The progress achieved is therefore significant. We brought flexibility of movement to the entire visibility system, enabling effects rarely seen before — the movement of objects through the system and the movement of the system as a whole. This enables a global visibility system across the entire 3D world, interconnected with the outdoor terrain visibility system, and allows reuse of buildings and their associated accelerators.

Ryzom exterior scene, textured

Exterior (textured).

Fyros city displayed without any visibility system — all geometry rendered

Fyros city displayed without a visibility system.

Same Fyros city view with cluster-based object elimination — significantly fewer objects rendered

Display with object elimination thanks to the cluster system.
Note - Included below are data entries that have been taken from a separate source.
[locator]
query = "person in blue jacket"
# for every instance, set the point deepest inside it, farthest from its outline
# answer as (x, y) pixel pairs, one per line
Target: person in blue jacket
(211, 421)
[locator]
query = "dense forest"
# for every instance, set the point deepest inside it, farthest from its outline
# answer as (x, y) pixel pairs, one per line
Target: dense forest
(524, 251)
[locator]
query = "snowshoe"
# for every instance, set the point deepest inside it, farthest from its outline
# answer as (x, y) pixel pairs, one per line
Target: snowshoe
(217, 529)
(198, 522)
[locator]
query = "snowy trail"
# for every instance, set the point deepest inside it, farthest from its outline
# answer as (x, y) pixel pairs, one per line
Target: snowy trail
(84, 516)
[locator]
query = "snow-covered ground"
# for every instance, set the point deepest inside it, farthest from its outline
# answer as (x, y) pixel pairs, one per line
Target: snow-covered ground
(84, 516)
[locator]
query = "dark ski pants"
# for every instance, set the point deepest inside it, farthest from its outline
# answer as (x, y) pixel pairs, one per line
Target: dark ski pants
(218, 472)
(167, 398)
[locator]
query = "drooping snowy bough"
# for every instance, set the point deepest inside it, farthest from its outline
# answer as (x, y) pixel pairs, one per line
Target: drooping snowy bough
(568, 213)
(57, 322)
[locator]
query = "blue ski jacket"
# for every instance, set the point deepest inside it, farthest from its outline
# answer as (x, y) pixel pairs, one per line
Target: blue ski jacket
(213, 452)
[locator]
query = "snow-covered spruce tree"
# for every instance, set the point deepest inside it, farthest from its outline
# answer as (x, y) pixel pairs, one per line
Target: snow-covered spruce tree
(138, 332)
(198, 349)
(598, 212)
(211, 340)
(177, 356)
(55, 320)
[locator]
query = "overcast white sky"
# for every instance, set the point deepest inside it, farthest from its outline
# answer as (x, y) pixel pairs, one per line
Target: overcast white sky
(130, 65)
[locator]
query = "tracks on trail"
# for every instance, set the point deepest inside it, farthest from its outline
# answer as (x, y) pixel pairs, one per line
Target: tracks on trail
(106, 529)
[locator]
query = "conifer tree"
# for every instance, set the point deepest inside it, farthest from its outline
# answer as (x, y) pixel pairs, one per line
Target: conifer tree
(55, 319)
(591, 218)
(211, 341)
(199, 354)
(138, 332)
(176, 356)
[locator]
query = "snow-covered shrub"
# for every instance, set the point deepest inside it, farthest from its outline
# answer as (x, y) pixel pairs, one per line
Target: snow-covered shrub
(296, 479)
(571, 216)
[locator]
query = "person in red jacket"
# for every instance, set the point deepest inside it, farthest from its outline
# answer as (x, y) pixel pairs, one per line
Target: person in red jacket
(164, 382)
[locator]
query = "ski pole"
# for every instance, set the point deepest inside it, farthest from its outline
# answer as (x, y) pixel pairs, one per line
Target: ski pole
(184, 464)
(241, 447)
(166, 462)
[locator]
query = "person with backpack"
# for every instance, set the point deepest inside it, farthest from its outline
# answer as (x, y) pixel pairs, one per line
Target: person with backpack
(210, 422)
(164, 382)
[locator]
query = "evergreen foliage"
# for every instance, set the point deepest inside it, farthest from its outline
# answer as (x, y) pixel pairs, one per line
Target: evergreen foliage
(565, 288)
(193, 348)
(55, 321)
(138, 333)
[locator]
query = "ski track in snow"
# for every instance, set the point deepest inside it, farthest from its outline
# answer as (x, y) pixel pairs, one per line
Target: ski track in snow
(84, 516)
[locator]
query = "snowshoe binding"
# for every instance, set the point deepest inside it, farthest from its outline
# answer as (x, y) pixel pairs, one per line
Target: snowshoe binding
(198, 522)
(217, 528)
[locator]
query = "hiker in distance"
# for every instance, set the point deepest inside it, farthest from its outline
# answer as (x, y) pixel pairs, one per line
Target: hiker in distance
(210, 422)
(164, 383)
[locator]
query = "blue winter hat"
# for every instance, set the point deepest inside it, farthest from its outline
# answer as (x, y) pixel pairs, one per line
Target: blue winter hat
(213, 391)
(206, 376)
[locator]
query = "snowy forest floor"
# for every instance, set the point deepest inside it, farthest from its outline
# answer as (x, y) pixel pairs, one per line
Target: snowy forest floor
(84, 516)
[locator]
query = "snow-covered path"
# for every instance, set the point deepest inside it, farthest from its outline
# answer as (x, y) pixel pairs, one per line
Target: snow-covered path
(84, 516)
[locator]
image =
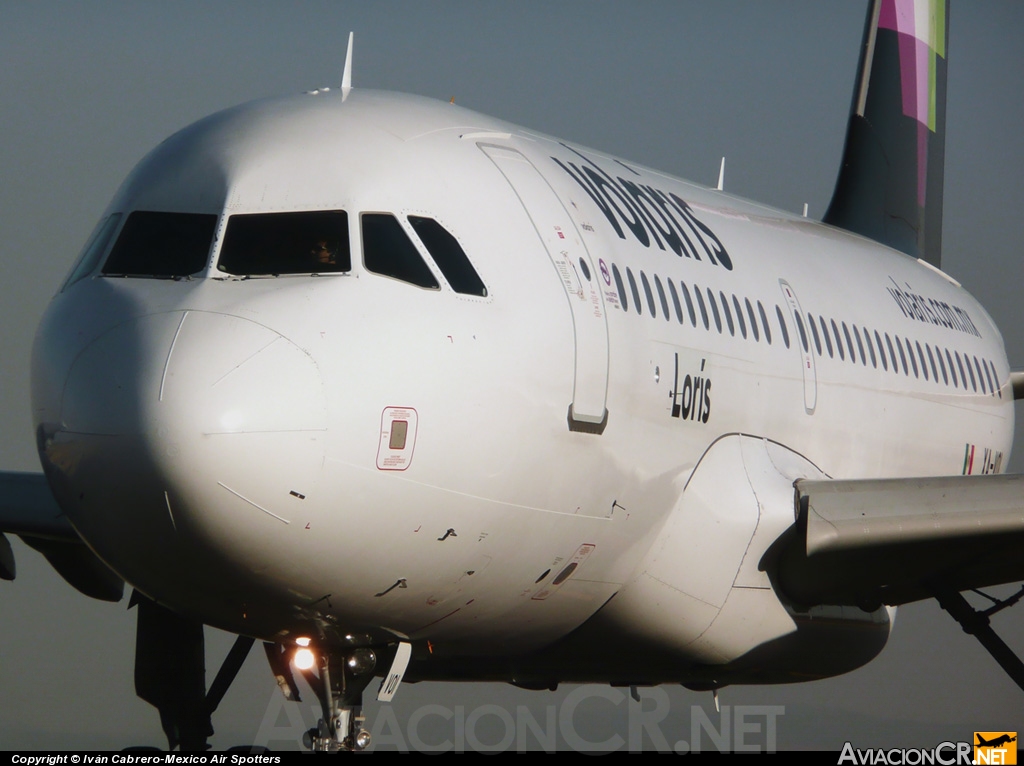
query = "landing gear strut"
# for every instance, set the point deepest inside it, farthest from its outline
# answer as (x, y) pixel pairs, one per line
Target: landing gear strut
(975, 623)
(170, 673)
(339, 687)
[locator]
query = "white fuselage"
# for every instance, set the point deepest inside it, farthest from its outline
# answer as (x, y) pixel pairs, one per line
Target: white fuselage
(224, 443)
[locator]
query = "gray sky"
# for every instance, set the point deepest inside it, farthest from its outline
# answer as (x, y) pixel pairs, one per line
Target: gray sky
(87, 88)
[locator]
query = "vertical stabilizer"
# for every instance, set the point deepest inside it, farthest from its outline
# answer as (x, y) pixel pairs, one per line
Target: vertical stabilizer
(890, 183)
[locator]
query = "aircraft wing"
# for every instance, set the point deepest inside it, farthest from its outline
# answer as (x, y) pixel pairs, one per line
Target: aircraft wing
(29, 510)
(872, 542)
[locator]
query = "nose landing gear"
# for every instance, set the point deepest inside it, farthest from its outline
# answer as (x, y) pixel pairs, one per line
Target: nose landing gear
(343, 676)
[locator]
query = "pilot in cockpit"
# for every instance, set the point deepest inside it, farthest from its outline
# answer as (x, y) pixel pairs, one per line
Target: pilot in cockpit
(324, 254)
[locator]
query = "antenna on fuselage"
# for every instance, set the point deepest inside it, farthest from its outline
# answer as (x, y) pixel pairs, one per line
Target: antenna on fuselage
(346, 76)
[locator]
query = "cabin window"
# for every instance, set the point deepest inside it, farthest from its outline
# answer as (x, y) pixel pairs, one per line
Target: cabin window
(622, 288)
(902, 356)
(981, 379)
(153, 244)
(754, 321)
(974, 384)
(689, 305)
(94, 249)
(814, 333)
(299, 243)
(870, 348)
(727, 312)
(660, 295)
(931, 358)
(650, 296)
(781, 324)
(952, 371)
(988, 374)
(701, 306)
(839, 341)
(849, 344)
(802, 331)
(388, 251)
(764, 322)
(892, 353)
(824, 334)
(882, 351)
(633, 289)
(942, 366)
(739, 316)
(452, 259)
(860, 346)
(675, 301)
(714, 310)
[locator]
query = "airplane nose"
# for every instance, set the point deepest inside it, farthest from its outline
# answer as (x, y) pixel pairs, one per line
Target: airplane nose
(185, 426)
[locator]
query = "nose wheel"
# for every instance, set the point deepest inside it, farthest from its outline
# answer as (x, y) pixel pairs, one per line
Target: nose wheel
(343, 676)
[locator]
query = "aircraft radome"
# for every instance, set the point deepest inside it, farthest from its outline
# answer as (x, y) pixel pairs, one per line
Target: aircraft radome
(49, 233)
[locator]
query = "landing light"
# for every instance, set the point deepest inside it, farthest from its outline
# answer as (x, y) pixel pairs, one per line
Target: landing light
(304, 658)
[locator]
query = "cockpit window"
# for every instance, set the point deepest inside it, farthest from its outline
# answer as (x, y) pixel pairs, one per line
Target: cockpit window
(449, 256)
(162, 245)
(94, 249)
(310, 242)
(388, 251)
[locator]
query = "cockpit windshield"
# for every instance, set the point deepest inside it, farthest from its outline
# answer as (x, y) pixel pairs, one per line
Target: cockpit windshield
(265, 244)
(154, 244)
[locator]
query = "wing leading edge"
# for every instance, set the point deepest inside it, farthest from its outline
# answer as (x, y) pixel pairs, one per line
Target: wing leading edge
(29, 510)
(871, 542)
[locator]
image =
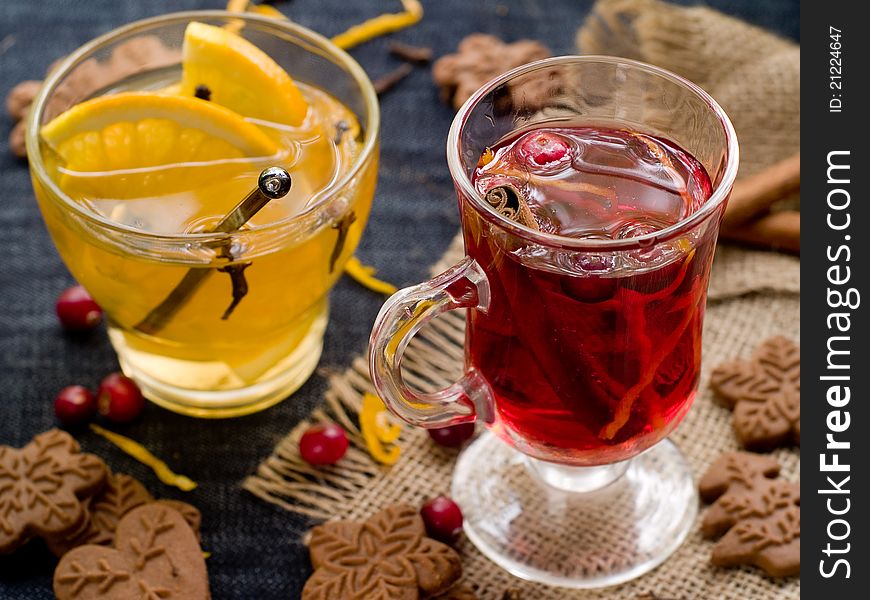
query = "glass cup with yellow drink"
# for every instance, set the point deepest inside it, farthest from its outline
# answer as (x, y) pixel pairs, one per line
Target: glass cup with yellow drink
(150, 149)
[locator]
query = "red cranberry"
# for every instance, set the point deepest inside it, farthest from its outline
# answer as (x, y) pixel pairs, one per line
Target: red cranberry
(443, 518)
(119, 399)
(76, 309)
(544, 148)
(452, 436)
(74, 405)
(323, 444)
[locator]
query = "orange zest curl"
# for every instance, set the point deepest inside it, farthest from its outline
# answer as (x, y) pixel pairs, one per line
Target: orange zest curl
(378, 432)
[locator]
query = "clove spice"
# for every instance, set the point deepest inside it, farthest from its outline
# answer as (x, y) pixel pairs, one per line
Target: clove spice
(272, 184)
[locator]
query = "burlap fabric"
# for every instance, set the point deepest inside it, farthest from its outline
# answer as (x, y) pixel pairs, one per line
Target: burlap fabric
(753, 295)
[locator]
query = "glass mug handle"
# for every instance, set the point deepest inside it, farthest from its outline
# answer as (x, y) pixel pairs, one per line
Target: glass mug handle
(463, 285)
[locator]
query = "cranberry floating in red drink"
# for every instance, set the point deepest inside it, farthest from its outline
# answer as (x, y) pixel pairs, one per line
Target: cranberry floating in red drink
(591, 190)
(591, 357)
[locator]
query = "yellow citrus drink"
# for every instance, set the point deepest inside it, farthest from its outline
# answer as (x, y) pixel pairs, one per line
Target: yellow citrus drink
(138, 176)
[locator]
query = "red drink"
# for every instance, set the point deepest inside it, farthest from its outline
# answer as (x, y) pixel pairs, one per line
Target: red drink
(592, 356)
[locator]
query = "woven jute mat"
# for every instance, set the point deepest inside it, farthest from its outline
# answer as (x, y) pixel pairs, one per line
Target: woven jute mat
(753, 295)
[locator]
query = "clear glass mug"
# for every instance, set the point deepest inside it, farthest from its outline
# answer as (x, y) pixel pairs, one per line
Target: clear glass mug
(577, 373)
(200, 364)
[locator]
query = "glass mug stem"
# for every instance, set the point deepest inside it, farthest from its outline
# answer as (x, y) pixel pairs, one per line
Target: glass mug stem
(462, 286)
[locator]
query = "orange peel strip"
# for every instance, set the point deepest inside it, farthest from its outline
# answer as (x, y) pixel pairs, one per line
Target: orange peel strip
(364, 275)
(381, 25)
(377, 431)
(144, 456)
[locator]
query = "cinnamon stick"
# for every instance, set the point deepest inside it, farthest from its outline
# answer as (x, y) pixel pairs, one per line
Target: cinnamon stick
(753, 196)
(777, 230)
(388, 81)
(413, 54)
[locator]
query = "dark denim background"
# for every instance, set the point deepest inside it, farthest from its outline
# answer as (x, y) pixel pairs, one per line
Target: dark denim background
(255, 548)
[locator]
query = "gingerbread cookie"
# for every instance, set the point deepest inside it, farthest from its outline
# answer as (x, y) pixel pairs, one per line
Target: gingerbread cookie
(757, 515)
(481, 57)
(121, 494)
(156, 555)
(765, 394)
(387, 557)
(190, 513)
(43, 486)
Worked example: the Larva.

Larva building exterior, textured rendering

Exterior (textured).

Larva building exterior in wireframe mode

Exterior (wireframe mode).

Larva building interior, textured rendering

Interior (textured).

Larva building interior in wireframe mode

Interior (wireframe mode).

Interior and exterior combined — what would be seen without the dynamic cluster system

Interior + Exterior (what would be seen without the dynamic cluster system).

Interior and exterior without visibility testing, wireframe mode

Interior and exterior without visibility testing in wireframe mode.

The cluster system from another angle

The cluster system (from another angle).

The cluster system in wireframe mode with portals shown in red

The cluster system in wireframe mode (portals in red).

The cluster system wireframe combined with the exterior shell geometry

The cluster system in wireframe mode + exterior shell.